We also undertook histological examination of the ovary-like tissues derived from female 12.5-dpc gonadal cells. At 4 wk after transplantation, an ovarian mass from each of the B6 and the BDF1 strains contained many antral follicles (Fig. 4A and E). Histologically, there seemed to be no distinct boundary between the cortex and the medulla, and large antral follicles were also observed in the central area of the tissue. Interestingly, we found several polyovular follicles (containing more than one oocyte in a single follicle) in both strains (Fig. 4A and E, asterisks). Mechanical dissociation of the ovary-like tissues enabled the collection of a mean of 20 ± 14.2 SEM (n = 8) and of 28.4 ± 9.7 (n = 11) GV oocytes from B6-GFP- and BDF1-derived tissues, respectively (total, 165 and 312, respectively [Fig. 4B and F]). These oocytes were fully grown, with diameters of 65–70 μm. After undergoing IVM for 15–18 h, >50% of oocytes were extruded from the first polar body and reached MII, regardless of genotype (Fig. 4C and G and Table 1). At 5 wk after transplantation, ovary-like tissues showed a hemorrhagic appearance, with many follicles exhibiting a red spot, indicative of previous ovulation (Fig. 2G and H). Although a few oocytes were collected from the remaining follicles, these cells were completely degenerated (Fig. 2I). This finding suggests that only a single wave of oogenesis occurred in the reconstructed ovary-like tissues.

FIG. 4.

Histological observation of ovary-like tissues at 4 wk after transplantation and collection of oocytes. The histological appearance of B6-GFP-derived (A) and BDF1-derived (E) tissues was indistinguishable from each other. HE staining of sections. Asterisks indicate polyovular follicles. B and F) GV oocytes isolated from B6-GFP and BDF1 grafts via mechanical dissociation. C and G) MII oocytes obtained via in vitro maturation of these GV oocytes. MII oocytes in both groups developed into the 2-cell stage at a similar rate after ICSI (D: 2-cell stage from GFP-bearing B6-GFP oocytes). However, embryos from BDF1, but not B6-GFP mice, developed into normal offspring after embryo transfer (H; see Table 1). Bar = 100 μm.

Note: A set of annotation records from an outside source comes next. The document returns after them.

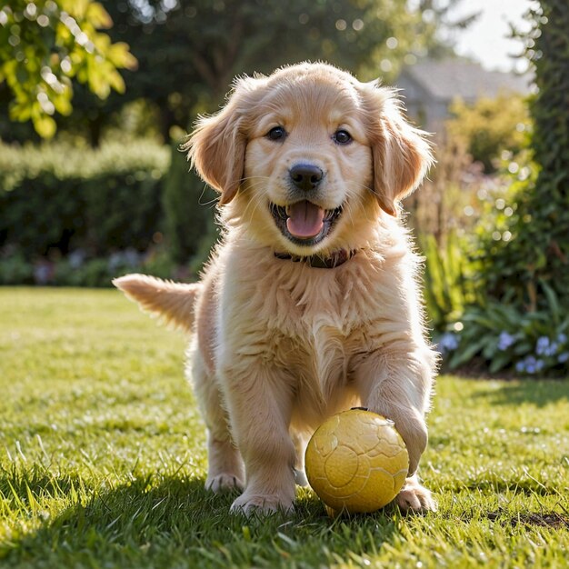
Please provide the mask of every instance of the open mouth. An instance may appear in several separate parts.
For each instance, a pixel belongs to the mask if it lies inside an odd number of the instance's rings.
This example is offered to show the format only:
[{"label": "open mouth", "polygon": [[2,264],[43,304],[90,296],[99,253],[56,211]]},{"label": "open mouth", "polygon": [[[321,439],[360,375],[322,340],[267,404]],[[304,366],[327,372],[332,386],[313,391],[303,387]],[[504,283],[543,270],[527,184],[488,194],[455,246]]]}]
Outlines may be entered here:
[{"label": "open mouth", "polygon": [[320,243],[330,233],[343,210],[343,205],[323,209],[308,200],[285,207],[271,204],[269,207],[281,233],[295,245],[305,246]]}]

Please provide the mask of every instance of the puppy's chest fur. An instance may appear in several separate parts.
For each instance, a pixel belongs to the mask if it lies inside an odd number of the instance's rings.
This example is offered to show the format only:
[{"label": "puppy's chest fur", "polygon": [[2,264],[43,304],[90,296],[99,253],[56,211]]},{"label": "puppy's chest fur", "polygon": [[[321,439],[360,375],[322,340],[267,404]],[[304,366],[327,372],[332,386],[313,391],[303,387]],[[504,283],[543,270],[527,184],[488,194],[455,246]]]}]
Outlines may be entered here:
[{"label": "puppy's chest fur", "polygon": [[273,261],[272,270],[247,272],[235,283],[237,350],[278,370],[303,424],[357,403],[354,369],[381,345],[382,328],[393,327],[384,315],[393,311],[382,309],[393,299],[378,302],[381,278],[353,261],[332,270]]}]

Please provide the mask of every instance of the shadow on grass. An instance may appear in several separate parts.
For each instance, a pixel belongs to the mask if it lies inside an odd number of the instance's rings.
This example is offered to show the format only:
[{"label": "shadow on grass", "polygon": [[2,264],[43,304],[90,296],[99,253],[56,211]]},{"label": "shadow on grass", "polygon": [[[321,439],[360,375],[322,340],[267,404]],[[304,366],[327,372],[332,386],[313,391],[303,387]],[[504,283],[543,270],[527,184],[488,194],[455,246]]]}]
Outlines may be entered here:
[{"label": "shadow on grass", "polygon": [[14,534],[0,548],[0,562],[11,567],[200,569],[284,567],[293,559],[307,567],[339,559],[360,564],[363,555],[393,542],[401,522],[394,510],[333,520],[304,490],[293,516],[232,515],[235,494],[206,493],[201,479],[153,482],[149,476],[107,491],[87,489],[87,495],[83,504],[45,517],[35,531]]},{"label": "shadow on grass", "polygon": [[[483,384],[484,385],[484,384]],[[569,401],[569,377],[566,379],[513,380],[508,382],[488,382],[485,389],[474,394],[491,404],[516,406],[529,403],[537,407]]]}]

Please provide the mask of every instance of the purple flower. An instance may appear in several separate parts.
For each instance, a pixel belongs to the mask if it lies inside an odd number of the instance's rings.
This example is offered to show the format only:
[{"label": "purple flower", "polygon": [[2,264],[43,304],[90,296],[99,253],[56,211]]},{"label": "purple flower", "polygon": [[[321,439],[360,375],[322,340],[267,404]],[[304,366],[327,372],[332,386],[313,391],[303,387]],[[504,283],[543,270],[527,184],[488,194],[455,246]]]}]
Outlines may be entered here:
[{"label": "purple flower", "polygon": [[524,374],[536,374],[544,369],[544,360],[535,359],[533,355],[527,355],[524,360],[515,364],[515,371]]}]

Production of Pups from BDF1 Graft-Derived Oocytes

To examine the developmental potential of the MII oocytes derived from ovary-like grafts, these oocytes were subjected to ICSI. As shown in Table 1, more than half of the sperm-injected oocytes survived in both the B6-GFP and the BDF1 strains (58.7% and 65.0%, respectively), and most of them developed to the two-cell stage (70.3% and 69.0%, respectively) (Fig. 4D). After these two-cell embryos were transferred into recipient female mice, only 4.8% of B6-GFP/ICSI embryos implanted in the uteri of recipients and no live embryos reached term (Table 1). In contrast, 25.0% (26/104) of the BDF1/ICSI embryos transferred underwent implantation, and six pups (two males and four females) were obtained at term (5.8% per transferred embryo [Fig. 4H and Table 1]). One female pup died after 1 wk, but the remaining five pups grew to adulthood, and both sexes showed normal fertility.

Serum Hormone Levels in Host Animals

To determine whether the testis- and ovary-like tissues generated under the kidney capsules were endocrinologically functional, we measured the serum levels of testosterone and estradiol in the host animals. As shown in Figure 5, the serum concentrations of these hormones were significantly higher in host animals than in the nontransplanted, ovariectomized animals, although they were still lower than that of intact controls. This finding clearly indicates that the testis- and ovary-like tissues generated under the kidney capsules were also endocrinologically functional.

FIG. 5.

Serum hormone levels of host animals that received male (A) and female (B) gonadal cells under their kidney capsule. The testosterone and estradiol levels in the host animals (TP) were significantly higher compared with those detected in nontransplanted ovariectomized animals (OVX) in both groups, whereas they did not reach the levels detected in intact males and females, respectively (Cont). Asterisks indicate the presence of significant differences between the groups (P < 0.05).